8th November 10:44 ATLAS ELOG submitted.
8th November 15:00 Discussion concludes that we'll leave fsck running overnight and start memtest in the morning.
9th November 09:38 Machine still running fsck from the previous day and many errors found in file system. Machine rebooted into memtest.
9th November 09:50 Informed Graeme Stewart of the severity of the problem, Savannah ticket setup to deal with file loss. List of files given to ATLAS.
9th November 14:15 The 34989 files that are available elsewhere are declared lost and ATLAS deletion service starts copying them back to RAL.
9th November 14:28 Memtest found no errors in memory and no errors in any log files.
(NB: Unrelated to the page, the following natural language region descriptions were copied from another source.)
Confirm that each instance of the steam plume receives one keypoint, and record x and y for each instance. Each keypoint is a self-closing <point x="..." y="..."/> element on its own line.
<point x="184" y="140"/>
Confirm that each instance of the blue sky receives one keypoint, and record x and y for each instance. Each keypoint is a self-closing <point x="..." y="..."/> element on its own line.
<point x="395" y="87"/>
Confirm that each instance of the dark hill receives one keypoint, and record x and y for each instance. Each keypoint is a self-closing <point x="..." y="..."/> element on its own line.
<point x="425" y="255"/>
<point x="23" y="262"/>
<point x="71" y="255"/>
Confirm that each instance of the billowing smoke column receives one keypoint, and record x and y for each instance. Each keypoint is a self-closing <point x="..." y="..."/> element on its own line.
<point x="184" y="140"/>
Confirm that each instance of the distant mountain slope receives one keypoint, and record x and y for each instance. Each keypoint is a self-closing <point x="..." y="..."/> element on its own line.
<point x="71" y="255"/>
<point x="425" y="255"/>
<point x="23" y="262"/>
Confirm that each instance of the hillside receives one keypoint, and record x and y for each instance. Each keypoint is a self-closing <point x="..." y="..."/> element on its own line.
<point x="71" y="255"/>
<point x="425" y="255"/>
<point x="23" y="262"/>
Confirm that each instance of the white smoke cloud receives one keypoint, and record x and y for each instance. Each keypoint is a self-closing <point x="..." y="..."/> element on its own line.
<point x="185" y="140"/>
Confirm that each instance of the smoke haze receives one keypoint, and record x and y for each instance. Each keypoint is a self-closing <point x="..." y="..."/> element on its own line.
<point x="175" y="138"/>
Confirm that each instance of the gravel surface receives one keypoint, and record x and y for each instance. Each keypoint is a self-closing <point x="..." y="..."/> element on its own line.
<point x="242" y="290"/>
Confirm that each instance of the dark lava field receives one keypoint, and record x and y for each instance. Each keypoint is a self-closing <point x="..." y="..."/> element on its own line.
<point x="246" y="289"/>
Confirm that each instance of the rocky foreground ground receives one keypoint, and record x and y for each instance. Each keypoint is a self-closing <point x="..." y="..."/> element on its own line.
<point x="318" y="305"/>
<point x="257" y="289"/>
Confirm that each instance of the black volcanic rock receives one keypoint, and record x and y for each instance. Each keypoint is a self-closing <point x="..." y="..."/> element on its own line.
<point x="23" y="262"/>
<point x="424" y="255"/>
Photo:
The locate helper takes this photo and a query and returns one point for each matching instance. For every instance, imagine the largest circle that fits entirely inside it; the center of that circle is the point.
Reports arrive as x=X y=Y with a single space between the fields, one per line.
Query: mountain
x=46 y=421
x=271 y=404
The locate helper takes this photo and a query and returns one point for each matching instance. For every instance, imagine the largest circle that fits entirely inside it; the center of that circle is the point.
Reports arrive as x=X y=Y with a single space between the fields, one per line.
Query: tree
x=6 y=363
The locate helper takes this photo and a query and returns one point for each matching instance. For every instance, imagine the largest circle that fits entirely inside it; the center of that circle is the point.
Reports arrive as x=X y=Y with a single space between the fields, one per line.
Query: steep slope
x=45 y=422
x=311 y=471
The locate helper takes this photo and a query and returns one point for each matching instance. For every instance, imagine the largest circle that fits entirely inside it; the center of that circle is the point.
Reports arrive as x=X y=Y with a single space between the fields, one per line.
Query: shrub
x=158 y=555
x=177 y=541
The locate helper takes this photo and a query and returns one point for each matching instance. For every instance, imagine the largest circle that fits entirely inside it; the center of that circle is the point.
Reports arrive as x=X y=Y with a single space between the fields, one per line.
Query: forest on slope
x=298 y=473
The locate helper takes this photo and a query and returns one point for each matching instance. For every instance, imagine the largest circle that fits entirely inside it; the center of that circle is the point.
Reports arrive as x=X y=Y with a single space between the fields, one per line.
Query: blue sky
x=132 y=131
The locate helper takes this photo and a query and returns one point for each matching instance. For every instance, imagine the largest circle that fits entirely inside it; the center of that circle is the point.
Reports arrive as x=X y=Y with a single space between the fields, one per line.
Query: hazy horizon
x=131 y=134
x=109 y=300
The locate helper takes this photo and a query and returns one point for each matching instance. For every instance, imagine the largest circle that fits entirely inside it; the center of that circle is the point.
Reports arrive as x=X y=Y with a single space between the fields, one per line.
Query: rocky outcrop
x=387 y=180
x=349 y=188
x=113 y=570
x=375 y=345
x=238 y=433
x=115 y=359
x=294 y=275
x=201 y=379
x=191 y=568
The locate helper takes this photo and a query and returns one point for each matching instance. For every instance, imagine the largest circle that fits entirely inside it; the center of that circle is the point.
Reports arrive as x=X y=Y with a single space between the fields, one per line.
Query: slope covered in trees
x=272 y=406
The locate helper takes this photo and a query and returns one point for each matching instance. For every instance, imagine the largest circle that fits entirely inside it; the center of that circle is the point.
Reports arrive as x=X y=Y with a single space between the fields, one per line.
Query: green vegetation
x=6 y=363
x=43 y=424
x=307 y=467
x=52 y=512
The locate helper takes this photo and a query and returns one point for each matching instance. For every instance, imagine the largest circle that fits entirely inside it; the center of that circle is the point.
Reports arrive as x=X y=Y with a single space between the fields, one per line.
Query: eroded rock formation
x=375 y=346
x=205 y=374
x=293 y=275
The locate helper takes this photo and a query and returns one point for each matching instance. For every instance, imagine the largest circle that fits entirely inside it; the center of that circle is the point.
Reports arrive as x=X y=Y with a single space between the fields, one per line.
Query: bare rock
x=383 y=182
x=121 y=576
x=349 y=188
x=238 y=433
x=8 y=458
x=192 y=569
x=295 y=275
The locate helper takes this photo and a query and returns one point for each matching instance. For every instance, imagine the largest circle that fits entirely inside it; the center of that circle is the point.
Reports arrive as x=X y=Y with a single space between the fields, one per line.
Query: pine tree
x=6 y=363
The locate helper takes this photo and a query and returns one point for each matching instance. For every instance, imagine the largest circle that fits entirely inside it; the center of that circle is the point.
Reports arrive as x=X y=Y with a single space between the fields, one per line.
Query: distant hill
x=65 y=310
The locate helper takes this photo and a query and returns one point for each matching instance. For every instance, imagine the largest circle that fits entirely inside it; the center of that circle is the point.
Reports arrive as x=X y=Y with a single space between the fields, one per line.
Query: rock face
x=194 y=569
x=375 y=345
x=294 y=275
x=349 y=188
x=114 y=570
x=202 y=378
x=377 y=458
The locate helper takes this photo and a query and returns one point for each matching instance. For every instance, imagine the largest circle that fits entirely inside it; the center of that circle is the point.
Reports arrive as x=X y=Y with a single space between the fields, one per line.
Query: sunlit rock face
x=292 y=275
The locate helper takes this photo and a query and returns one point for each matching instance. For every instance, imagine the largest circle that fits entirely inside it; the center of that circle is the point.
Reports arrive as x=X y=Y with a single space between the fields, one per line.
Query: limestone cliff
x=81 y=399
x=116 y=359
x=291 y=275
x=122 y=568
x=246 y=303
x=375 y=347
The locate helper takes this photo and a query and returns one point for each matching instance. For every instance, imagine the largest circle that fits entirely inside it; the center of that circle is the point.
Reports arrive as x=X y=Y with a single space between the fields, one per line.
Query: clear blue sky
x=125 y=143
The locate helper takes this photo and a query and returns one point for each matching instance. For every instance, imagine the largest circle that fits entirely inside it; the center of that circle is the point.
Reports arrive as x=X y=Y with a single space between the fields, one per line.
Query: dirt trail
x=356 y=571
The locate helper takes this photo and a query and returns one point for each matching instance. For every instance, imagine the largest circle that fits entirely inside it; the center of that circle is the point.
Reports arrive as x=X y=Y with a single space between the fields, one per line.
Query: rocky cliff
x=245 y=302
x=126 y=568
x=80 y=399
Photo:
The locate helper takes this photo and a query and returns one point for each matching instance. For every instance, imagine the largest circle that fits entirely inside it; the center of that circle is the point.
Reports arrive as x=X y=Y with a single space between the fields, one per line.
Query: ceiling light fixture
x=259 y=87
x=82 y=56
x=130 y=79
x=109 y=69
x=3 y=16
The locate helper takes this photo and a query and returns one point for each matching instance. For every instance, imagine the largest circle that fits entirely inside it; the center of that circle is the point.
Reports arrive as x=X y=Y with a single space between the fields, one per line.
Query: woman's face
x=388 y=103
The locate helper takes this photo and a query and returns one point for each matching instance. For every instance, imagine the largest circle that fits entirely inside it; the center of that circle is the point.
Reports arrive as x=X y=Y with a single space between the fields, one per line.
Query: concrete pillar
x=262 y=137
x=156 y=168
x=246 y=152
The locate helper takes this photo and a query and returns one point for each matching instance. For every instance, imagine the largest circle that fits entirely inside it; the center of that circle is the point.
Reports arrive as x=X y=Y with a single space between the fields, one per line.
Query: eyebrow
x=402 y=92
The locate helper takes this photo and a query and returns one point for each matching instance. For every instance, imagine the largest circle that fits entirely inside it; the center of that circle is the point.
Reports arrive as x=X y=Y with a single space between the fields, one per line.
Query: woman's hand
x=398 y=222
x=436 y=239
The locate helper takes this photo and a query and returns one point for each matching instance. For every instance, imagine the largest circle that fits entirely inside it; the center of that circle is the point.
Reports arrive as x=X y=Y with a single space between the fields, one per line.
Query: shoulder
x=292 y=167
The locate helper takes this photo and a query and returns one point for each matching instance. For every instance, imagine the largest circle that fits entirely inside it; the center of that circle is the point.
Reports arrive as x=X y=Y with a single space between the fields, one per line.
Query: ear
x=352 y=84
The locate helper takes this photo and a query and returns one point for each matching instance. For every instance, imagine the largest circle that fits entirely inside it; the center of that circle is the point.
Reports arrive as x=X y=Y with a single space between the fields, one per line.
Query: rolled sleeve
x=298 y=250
Machine brought up with read-only file systems and handed to Brian Davies to recover as many critical files as possible.
10th November 10:25 The 4437 files on /exportstage/castor2 declared lost as that partition is found to be empty.
10th November 16:05 Brian has managed to recover 595 files which have been put back into production. The remaining 8005 files on the disk server are declared lost.
15th November 77 files remain on disk server. After consultation with ATLAS these are found to be dark data (which is why they wern't cleaned up). Disk server is completely empty.

Incident details

Disk Server GDSS398 is part of the AtlasDataDisk space token (D1T0) initially gave 'FSProbe' errors on the Sunday morning. This was not picked up until the Monday morning when the systems was removed from production. Investigations showed the file system had become corrupt, with one of the three Castor partitions being empty after the 'fsck' check had run. Atlas were informed promptly of the problems, but most of the files on the server had to be declared as lost.

Analysis

The initial failure of the server occurred over the weekend. However, there was no call-out on that failure (FSProbe) and the server remained in production for around 24 hours before being taken out of service.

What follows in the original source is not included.